Öte yandan 367 kararı, darbe günlükleri, Anayasa Mahkemesi'nin aldığı son iptal kararı gibi açık, net hukuksuzluklarda devreye girmeyen hukukun da medya lortlarının çığırtkanlığı üzerine harekete geçmiş olması Türkiye'de yargı düzeninin çarpıklığının bir kez daha ilanıdır. Geniş toplum kesimlerinin uğradığı haksızlıkları, yasakları, baskıları, zulümleri görmezden gelen, örtbas etmeye çalışan, hak ve hukuk taleplerini ezmeye çalışan, resmi ideoloji etrafında örülmüş korku siyasetiyle halkı idare etmeye çalışan bir çabanın sonucu olarak açılmış bu soruşturmanın haklı talepleri ortadan kaldıramayacağı açıktır.

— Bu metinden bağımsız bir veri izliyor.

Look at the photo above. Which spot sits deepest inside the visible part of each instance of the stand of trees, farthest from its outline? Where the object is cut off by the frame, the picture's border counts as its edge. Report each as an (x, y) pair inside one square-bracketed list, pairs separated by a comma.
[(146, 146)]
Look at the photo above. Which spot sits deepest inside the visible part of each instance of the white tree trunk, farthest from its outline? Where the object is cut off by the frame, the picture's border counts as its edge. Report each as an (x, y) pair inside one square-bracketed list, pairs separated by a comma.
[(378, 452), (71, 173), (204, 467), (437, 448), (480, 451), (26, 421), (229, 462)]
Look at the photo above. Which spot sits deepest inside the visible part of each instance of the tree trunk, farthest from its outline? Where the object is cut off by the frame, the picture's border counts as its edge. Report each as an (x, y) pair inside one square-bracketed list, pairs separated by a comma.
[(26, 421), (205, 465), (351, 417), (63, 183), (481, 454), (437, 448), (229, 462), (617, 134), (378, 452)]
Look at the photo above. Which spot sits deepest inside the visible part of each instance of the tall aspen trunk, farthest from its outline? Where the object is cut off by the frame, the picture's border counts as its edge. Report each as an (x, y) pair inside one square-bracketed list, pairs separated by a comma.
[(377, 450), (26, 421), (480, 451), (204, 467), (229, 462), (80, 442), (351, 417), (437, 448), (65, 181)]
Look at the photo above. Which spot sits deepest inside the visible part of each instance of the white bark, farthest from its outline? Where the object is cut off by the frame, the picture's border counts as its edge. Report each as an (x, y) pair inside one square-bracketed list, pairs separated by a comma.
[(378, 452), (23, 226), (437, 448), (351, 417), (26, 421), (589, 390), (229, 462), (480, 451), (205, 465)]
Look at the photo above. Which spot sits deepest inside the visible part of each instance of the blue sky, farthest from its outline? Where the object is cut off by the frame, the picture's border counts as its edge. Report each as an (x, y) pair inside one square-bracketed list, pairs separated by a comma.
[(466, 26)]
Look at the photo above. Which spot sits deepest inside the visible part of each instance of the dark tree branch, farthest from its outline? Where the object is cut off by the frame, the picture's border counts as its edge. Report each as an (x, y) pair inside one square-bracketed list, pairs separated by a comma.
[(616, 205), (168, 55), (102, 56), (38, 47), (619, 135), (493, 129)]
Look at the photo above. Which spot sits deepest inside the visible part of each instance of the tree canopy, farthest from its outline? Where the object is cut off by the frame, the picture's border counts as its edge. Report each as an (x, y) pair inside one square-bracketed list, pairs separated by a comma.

Nuray Canan Bezirgan hakkında açılan soruşturmayı medya öncülüğünde yürütülen linç operasyonuna "yasal" kılıflı destek olarak görüyoruz. Düşünce ve ifade özgürlüğünün bu şekilde açık bir baskı ve kuşatma altına alınmasına yönelik çabaları protesto ediyor; sonunda baskı ve sopa mantığının değil, sözün hakim olacağına dair inancımızı yineliyoruz. Hiçbir gücün manipülasyon, ajitasyon, baskı, linç, saldırı kampanyasının bizi haklı taleplerimizi dillendirmekten alıkoyamayacağını bir kez daha ifade ediyoruz.